Urban Informatics is, in a way, a byproduct of the “deluge” or “proliferation” of data. As we as a society have progressed technologically, we have been able to capture and store data on an unprecedented scale. This has led to massive stores of data that are used primarily for record keeping, and are updated at near-real time. Every tweet or Facebook post is subsequently recorded in a remote database to ensure that it can be accessed at a later time. Dan O’Brien notes that this characteristic of big data is of the utmost consequence for “the advancement of science and policy in the digital age.”1 Since these data are capturing every day behavior we consider them “naturally occurring.” Naturally occurring data are so useful because they are essentially a track record of individuals’ behavior over time. This is as close as we can get to measuring behavior in real time.
In the urban context, the importance of big data becomes ever more apparent.
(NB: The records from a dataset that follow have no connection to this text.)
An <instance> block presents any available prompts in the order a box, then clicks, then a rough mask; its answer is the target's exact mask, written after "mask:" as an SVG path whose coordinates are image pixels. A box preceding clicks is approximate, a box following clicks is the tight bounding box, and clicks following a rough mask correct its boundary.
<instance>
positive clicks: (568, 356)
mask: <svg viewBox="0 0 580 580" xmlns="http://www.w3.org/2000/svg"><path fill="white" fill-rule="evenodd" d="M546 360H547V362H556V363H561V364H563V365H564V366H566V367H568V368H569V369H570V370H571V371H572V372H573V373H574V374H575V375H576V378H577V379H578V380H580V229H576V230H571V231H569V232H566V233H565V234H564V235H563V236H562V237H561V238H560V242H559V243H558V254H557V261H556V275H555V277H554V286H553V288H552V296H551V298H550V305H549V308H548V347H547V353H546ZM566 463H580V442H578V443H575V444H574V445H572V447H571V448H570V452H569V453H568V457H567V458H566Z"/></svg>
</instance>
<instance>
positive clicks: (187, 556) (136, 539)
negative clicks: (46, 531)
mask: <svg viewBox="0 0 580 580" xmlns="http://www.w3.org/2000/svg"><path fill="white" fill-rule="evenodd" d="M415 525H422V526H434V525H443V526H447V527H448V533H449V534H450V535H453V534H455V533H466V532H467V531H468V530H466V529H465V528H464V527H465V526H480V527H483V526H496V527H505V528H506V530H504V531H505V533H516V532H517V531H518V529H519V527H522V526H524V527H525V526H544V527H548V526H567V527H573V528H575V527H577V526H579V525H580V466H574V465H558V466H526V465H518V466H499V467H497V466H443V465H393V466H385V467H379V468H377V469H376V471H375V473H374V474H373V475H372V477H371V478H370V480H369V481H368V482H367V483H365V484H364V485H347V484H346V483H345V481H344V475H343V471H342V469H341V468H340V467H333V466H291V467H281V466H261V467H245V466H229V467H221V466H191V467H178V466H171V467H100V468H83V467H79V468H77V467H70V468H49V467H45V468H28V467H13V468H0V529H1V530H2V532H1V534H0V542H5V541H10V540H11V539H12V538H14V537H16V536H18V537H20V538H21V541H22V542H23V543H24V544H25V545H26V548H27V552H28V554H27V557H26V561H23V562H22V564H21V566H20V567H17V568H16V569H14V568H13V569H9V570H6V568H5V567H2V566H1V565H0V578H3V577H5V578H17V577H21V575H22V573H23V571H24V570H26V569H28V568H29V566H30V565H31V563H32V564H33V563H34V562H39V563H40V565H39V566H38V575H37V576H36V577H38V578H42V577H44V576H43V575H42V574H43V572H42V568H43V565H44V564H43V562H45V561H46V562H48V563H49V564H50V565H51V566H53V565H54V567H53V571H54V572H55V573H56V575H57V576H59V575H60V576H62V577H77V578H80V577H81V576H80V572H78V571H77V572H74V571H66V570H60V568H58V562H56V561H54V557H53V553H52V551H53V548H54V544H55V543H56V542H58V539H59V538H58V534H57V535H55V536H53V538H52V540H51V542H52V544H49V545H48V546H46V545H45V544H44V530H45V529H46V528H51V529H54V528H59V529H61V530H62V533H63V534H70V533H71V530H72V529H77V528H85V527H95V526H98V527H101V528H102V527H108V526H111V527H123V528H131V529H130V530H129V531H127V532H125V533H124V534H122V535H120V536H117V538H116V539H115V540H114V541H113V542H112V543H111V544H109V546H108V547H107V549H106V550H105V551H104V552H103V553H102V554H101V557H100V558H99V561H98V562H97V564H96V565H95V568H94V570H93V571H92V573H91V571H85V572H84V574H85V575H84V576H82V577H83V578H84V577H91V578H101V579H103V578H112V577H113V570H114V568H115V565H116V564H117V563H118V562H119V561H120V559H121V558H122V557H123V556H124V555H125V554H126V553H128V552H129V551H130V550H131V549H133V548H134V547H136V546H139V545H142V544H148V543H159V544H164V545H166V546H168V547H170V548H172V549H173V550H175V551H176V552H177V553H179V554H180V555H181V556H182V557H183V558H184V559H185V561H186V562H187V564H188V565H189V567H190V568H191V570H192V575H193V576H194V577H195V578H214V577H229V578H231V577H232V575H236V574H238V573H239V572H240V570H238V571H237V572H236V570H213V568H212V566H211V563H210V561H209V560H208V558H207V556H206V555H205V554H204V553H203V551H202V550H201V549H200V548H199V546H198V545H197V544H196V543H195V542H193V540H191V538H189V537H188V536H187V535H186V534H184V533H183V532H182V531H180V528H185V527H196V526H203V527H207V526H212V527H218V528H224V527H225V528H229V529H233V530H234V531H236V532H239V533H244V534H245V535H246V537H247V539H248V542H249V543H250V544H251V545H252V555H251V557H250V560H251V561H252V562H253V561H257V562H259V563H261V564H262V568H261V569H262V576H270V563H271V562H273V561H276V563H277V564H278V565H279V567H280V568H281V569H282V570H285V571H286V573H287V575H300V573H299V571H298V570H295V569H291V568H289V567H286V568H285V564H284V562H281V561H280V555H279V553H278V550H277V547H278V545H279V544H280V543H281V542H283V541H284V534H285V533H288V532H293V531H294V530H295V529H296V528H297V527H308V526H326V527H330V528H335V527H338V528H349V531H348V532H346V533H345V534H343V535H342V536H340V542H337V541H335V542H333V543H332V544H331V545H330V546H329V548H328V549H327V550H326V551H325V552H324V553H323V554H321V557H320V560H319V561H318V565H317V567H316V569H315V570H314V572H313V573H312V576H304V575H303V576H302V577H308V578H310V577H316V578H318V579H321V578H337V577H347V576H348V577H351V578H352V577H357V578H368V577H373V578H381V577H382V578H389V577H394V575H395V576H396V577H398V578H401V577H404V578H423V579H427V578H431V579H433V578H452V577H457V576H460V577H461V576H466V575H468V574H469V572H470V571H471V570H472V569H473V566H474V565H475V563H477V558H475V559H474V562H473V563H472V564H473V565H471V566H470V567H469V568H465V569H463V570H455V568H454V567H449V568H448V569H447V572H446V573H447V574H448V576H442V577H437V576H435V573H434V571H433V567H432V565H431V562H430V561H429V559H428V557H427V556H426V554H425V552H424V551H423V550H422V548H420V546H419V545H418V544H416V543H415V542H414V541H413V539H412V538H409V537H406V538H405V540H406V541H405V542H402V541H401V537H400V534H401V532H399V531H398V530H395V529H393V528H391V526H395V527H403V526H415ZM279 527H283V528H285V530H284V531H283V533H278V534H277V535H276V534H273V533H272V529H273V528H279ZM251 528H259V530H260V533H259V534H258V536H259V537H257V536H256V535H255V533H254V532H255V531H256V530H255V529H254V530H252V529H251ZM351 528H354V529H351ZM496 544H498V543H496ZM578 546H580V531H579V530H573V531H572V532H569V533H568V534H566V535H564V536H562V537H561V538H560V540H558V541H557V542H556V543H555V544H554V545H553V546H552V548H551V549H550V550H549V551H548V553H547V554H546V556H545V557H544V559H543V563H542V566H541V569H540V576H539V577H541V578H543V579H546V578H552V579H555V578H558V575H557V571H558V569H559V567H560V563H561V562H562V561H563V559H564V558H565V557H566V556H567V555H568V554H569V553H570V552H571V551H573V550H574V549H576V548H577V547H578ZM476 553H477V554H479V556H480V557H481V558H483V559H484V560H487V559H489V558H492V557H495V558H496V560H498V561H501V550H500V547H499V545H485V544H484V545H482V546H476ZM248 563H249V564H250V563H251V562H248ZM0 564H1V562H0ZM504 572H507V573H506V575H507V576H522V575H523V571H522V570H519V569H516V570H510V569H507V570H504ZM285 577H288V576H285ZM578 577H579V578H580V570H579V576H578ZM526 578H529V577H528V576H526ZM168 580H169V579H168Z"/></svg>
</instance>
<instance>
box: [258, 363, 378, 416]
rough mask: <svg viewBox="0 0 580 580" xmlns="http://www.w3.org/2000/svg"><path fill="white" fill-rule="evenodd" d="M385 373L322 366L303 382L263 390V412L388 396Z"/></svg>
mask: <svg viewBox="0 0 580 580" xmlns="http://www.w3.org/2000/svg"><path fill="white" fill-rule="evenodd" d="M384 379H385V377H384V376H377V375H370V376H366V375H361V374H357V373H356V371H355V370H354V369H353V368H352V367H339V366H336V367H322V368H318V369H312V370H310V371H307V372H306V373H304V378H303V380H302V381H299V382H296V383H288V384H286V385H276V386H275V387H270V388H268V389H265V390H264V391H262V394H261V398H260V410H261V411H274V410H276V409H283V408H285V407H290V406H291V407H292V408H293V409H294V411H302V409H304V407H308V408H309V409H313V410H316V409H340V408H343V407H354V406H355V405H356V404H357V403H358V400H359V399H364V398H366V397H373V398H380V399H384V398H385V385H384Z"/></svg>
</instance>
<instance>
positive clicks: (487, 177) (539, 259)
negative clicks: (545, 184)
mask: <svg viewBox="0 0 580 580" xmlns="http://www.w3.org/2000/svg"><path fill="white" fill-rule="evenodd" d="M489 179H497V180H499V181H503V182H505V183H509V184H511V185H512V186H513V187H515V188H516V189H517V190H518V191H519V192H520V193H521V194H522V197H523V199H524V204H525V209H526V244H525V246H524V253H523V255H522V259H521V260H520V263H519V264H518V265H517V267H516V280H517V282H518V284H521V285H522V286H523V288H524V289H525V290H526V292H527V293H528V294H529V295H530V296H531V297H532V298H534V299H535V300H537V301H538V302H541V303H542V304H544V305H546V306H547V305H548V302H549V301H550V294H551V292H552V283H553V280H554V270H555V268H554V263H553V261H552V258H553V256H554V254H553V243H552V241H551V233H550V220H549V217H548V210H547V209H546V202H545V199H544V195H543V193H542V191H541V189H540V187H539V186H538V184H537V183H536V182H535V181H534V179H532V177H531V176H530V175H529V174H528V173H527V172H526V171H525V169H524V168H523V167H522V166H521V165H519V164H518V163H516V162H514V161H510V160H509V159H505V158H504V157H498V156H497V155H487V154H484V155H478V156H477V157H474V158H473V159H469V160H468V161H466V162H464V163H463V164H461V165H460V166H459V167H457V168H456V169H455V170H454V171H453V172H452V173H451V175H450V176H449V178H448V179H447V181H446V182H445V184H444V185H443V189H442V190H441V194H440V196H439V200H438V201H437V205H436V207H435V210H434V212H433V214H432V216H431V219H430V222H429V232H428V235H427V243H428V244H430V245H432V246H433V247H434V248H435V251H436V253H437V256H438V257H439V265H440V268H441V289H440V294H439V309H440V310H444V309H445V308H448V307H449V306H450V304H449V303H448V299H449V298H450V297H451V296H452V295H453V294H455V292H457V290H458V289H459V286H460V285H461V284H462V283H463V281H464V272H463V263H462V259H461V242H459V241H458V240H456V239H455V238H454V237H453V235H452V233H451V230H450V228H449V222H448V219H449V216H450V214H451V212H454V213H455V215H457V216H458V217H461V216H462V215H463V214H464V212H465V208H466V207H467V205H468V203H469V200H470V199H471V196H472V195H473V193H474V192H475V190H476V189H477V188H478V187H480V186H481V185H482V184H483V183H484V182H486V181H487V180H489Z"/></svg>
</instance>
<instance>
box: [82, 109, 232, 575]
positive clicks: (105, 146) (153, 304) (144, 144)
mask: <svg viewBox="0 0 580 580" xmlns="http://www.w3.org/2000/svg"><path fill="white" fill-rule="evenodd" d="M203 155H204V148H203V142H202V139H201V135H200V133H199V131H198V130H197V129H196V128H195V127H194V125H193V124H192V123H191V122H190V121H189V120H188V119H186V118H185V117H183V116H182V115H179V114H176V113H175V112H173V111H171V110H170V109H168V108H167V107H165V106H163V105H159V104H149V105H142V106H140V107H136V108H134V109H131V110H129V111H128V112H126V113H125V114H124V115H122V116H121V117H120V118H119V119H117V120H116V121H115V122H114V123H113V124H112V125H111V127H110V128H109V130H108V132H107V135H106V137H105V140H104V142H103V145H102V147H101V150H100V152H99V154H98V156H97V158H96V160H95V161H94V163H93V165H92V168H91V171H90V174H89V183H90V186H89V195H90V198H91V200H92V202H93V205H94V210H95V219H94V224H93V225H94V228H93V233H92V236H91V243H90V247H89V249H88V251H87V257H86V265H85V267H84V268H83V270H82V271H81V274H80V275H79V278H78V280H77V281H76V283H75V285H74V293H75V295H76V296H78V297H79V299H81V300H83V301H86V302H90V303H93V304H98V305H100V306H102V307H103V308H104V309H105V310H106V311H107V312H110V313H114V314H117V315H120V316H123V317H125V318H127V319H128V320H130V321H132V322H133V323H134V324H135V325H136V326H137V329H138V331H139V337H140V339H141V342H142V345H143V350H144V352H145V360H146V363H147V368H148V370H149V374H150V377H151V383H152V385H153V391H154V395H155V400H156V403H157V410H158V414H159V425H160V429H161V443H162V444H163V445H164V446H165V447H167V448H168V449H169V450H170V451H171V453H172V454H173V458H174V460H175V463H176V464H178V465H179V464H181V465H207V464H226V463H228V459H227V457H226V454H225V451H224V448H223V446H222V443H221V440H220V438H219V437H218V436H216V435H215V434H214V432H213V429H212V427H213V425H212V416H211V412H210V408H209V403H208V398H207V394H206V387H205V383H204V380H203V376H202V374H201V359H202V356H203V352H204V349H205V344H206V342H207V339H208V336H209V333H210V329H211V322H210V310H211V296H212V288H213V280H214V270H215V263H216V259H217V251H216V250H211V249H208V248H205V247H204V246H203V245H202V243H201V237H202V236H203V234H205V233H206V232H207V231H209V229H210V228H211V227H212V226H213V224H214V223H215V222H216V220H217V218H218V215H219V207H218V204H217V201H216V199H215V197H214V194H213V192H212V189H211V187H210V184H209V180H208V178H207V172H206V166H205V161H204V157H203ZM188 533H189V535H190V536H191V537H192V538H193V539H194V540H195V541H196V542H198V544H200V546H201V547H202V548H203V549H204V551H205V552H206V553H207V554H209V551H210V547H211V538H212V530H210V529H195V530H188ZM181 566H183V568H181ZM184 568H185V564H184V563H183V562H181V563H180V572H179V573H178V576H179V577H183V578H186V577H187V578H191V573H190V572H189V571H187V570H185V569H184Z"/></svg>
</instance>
The city government of Boston, for instance, has been keeping detailed records of property assessments and tax debts since the late 18th century, including the demographic characteristics of debtors, and even their locations at the ward level. These administrative records were kept on ink and paper until just a few decades ago. Through digitization efforts, these data are now accessible to historians, urban scholars, local government, and the general public. Having such data accessible provides a way to quantitatively inspect the development of the city from its geography, its policies, its demography, and much more.
There are a number of benefits that naturally occurring data provide. The first is that these are, in theory, comprehensive and contains information about all residents. Through administrative data we should, for example, be able to determine the number of employed tax paying citizens, as well as the underemployed who receive government benefits. Additionally, since these data are already being collected, the associated costs are minimal. In contrast to empirically collected data, administrative data are not just a representation of a single moment in time, but rather continually changing and updating. And due to the fact that administrative data are collected at the municipal level we are inherently dealing with geospatial data—data associated with a location.
While there are many benefits to administrative big data, there are dangers, too. The first is that even though big data are comprehensive in theory, we cannot always take them as objective observations of the natural world. We must be cognizant of the fact that the biases that humans have are also represented in data. We cannot and should not separate theory from data. To take from Dan O’Brien
“. . . the very point of science is to explain why things work the way they do. . .If we limit our inquiries only to correlation and eschew explanation, we are no longer conducting science.”2 — Daniel T. O’Brien
While using big data present some dangers, we ought not discard it entirely. To cope with these dangers we must be cognizant.